We know, of course, that the natural world is dual in its composition and function; black/white, in/out, forward/backward, being/becoming, yin/yang, good/evil, self/Self, anima/animus, proton/neutron, magnetic north/magnetic south, the twins personified in the mythologies of people across the entire planet. Even though when we sit quiet and pay attention to that feature of our character, the spirit within that connects with the unity of all creation, the place where God is, our minds, in contrast, still must contend with the confusion of this dichotomous environment we live in. It’s as if we are forced to view this world with eyes crossed and must continually strive to put this dual perspective back together. Our wisdom literature describes this duality using different names. There is maya in the Hindu tradition, the tree of life described in the Quran and Hebrew Torah, the Taoist tai chi, the blooming war of the Aztecs. Whatever it is called, its potential for suffering by viewing death as permanent, can put us in that same place where my friend’s sister now dwells.

It doesn’t need to be so. Putting aside wisdom literature and tradition, and our intuitive thoughts on the matter, there are the experiences of others that give credence to life after death. Countless near-death experiences (NDE) have been recorded by individuals whose lives were declared clinically ended and yet survived to tell what happened. Akin to this are the accounts of those individuals, including myself, who have had out-of-body experiences (OBE). Unlike an NDE which occurs while one’s body is actually experiencing death, an OBE occurs while the body is asleep. What transpires is the feeling of an ethereal or energy body emerging from the sleeping body and within this “double” is a copy of everything within our consciousness that makes us who we are as an individual. This energy/ethereal body then has the will to explore different dimensions beyond this particular physical realm where we now reside. Ancestors and relatives may be visited, other worlds, angels and messengers, the Akashic memory banks. The opportunities are limited only by the individual’s proficiencies, which become increasingly more masterful with practice. Most importantly, the experiences verify that individual consciousness, spirit, soul, whatever one wishes to call it, does not depend on a physical body in order to exist. Extensive literature has emerged in this field in the past twenty five years and for more information than this blog can provide I suggest the writings of Robert Monroe, Robert Bruce, or William Buhlman.
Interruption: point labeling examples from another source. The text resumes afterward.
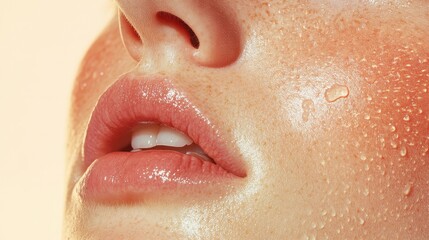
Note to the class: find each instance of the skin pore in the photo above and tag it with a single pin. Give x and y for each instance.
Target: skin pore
(326, 102)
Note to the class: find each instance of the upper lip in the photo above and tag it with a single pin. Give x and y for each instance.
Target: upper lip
(133, 99)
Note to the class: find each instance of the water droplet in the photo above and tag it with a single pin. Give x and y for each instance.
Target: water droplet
(336, 92)
(361, 221)
(403, 151)
(408, 188)
(366, 167)
(307, 109)
(366, 116)
(407, 117)
(366, 192)
(394, 144)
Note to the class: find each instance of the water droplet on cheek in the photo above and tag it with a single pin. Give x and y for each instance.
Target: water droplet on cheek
(336, 92)
(307, 109)
(407, 190)
(403, 151)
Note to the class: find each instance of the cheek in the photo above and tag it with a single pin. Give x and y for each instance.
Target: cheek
(104, 62)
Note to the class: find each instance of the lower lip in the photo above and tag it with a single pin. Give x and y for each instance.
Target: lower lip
(125, 177)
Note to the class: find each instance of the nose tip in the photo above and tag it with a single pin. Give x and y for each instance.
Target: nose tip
(203, 33)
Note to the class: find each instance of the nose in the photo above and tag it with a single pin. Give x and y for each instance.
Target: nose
(204, 33)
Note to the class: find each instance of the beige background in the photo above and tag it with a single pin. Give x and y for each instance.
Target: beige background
(41, 43)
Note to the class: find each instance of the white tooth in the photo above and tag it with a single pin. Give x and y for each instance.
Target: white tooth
(170, 137)
(145, 136)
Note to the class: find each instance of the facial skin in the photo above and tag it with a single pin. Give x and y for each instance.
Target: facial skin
(327, 103)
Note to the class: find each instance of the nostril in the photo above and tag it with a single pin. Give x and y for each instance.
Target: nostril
(179, 25)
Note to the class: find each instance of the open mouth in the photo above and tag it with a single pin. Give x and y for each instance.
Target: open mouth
(155, 136)
(145, 139)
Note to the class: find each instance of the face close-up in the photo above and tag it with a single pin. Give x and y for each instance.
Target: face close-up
(252, 120)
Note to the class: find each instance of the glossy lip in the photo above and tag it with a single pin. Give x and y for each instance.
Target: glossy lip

I told my friend’s sister about my own experiences with OBE. She listened politely but I could see it didn’t spark much interest or help to alleviate her fears. If we could have had more time together I would have spoken more extensively about it for I am convinced we are more than mere configurations of atomic matter. When this stuff that makes up our body goes back to the elements from which it came, a copy of all our thoughts, experiences, and understandings that is also capable of making choices just as we do here goes beyond the grave. OBE gives us a glimpse of what happens at death and helps to alleviate our fear of it so we can go on with our lives making the best of a chaotic situation all around and gives us one less thing to worry about.

1 comment:

What The Bleep said...

Before you go, are you asked if you'd like to save the changes before sending that copy?

What a thoughtful and in depth consideration of our most common fears. Thank you for sharing that very personal story,Mikey.